I. Introduction

A landscape can be painted or photographed. Different recording methods and different sensors bring rich multi-view data. In recent times, multi-view image retrieval has gained significant importance owing to its immense commercial value. Matching multi-view data, however, poses a formidable challenge due to the inherent heterogeneous gap between multi-view data. A typical example of the multi-view data matching problem is Face Sketch Recognition (FSR), which plays a crucial role in law enforcement [1]. When a crime occurs, law enforcement officials often encounter situations where poor resolution from crime scene surveillance videos or even surveillance equipment is missing or vandalized by the suspect. These factors make it difficult to obtain a clear facial image of a suspect. In this case, the common approach to solving the crime involves creating a sketch of the suspect based on the witnesses' descriptions. Then, the sketch is compared with the police mugshot database, one entry at a time. A successfully matched mugshot is pivotal in criminal investigations.
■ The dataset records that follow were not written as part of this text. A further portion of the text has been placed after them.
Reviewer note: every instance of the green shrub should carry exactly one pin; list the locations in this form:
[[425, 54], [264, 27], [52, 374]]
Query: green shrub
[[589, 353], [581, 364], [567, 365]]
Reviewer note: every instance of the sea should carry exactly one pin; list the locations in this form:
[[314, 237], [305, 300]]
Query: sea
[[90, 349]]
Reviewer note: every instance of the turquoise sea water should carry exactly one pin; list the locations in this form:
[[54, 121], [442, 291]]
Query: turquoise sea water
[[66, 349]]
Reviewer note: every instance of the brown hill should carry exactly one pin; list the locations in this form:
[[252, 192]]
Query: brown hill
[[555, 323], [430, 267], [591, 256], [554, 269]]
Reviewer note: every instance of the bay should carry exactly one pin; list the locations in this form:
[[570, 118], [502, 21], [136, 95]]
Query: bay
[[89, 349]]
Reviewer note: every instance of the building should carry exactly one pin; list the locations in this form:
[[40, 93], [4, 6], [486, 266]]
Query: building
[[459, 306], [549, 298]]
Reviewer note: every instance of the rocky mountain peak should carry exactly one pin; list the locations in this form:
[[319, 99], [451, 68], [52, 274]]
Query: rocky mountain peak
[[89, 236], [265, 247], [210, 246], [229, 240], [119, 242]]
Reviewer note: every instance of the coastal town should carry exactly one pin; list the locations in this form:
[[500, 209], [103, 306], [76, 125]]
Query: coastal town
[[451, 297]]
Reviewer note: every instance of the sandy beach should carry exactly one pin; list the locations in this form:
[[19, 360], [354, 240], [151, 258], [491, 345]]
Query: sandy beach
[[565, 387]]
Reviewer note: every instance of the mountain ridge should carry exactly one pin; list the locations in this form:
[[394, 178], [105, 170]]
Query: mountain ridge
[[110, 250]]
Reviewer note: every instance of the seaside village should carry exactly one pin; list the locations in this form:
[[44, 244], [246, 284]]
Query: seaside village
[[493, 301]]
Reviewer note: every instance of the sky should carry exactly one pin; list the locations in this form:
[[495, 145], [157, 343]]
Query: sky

However, the heterogeneous gap between images and sketches makes solving FSR smoothly a challenge, and conventional face recognition methods lack the ability to bridge this gap [2]. Over the past few decades, many scholars have devoted their efforts to FSR. Many methods have been proposed, mostly falling into two categories: photo-sketch generation (PSG) [3], [4], [5], [6], [7] and multi-view representation learning (MRL) [8], [9], [10], [11].